Evans a proposé une autre énigme. Lorsqu’un marché propose quelque chose à vendre pour une somme importante, il y a, à la base, une compréhension parmi le public que cela a une certaine importance légitime. Peut-être que l’œuvre d’art n’est pas à son goût, mais elle a une provenance et l’artiste est dans les collections de musées – ou il y a une pertinence historique à quelque chose qui en fait à tout le moins une curiosité.

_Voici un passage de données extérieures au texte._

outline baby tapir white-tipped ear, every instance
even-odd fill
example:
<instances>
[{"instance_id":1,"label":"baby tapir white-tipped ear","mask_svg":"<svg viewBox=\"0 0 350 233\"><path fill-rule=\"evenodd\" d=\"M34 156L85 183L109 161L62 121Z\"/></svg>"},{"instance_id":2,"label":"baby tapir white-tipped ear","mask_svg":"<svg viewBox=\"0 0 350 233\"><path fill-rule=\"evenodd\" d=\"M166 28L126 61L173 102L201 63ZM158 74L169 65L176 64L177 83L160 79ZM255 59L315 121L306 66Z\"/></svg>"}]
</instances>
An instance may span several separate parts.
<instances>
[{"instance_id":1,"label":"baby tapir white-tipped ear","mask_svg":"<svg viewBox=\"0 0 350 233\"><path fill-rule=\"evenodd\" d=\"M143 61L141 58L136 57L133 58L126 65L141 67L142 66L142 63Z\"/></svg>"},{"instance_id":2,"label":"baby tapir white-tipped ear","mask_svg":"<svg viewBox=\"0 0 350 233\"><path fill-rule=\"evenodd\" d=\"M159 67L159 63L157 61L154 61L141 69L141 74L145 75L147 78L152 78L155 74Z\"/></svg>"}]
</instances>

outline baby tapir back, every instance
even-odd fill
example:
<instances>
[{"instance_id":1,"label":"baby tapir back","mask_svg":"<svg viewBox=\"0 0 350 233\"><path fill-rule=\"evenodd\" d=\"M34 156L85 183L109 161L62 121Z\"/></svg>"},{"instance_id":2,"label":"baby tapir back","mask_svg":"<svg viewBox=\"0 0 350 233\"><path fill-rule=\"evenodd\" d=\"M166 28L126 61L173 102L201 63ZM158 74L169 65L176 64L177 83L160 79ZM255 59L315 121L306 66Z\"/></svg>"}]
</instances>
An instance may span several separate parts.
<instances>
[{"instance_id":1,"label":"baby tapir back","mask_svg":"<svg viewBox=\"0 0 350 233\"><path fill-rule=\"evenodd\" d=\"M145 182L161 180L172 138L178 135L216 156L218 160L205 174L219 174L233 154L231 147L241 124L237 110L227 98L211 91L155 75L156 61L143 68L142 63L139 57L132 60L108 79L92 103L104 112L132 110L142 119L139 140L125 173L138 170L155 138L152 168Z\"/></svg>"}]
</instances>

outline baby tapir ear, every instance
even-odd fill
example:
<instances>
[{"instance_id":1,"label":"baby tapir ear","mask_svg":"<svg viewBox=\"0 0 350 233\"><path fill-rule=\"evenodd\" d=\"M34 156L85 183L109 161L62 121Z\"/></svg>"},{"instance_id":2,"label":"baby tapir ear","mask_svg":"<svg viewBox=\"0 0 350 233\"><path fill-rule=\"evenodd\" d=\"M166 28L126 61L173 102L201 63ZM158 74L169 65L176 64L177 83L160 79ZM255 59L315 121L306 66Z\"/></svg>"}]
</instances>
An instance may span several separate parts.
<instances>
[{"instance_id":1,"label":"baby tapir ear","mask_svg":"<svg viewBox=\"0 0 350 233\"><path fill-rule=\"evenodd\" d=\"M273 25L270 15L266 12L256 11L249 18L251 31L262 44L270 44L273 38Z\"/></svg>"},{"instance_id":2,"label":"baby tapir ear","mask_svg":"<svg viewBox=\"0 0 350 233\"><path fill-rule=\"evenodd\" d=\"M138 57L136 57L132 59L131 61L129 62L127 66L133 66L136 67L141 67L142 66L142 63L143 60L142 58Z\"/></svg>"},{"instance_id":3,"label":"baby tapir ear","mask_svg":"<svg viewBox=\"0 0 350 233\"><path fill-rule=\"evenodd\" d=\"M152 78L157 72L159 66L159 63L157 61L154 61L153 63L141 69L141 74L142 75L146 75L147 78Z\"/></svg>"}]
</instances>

“Lorsque vous achetez du vinyle vintage, ou des baskets rares, ou des chaussures de Marilyn Monroe, ou un imprimé Salvador Dalí, ou quoi que ce soit, vous obtenez quelque chose qui n’a pas de valeur physique tangible, mais une valeur culturelle”, a déclaré Evans. «Il y a comme une base culturelle profonde qui pense que les baskets Jordan valent quelque chose, les premiers vinyles des Sex Pistols valent quelque chose. Et le défi avec tous ces NFT était que vous ne saviez pas vraiment qu’il y avait cette base culturelle large et profonde. C’était juste: ‘Oh, mon Dieu, quelqu’un vient d’en acheter un pour 200 000’.

Pour le moment, certains dans le monde de l’art agissent toujours comme si la dévotion aux NFT pouvait entraîner une sorte d’aubaine. Sotheby’s Metaverse a une vente en ce moment. C’est offrir les premiers NFT de l’artiste Sébastien Salgado, mais ils n’allument pas exactement l’endroit en feu. Ils coûtent 250 $ chacun. En 2021, la vente Natively Digital a rapporté 17 millions de dollars à Sotheby’s, dont 11 millions de dollars payés pour un seul NFT de la série de CryptoPunks.

Mais en février 2022, Sotheby’s a organisé une vente spéciale où il s’attendait à ce qu’un ensemble de 104 CryptoPunks coûte jusqu’à 30 millions de dollars, seulement pour voir la chose s’effondrer quelques minutes avant le marteau lorsque l’expéditeur a reculé, aurait en raison d’un manque d’intérêt des soumissionnaires. En décembre dernier, la vente Natively Digital semblait avoir complètement perdu de son éclat. Sotheby’s a proposé le tout premier Keith Haring NFT comme lot vedette de la vente, mais il s’est vendu 25 000 $, bien en dessous de l’estimation haute de 80 000 $.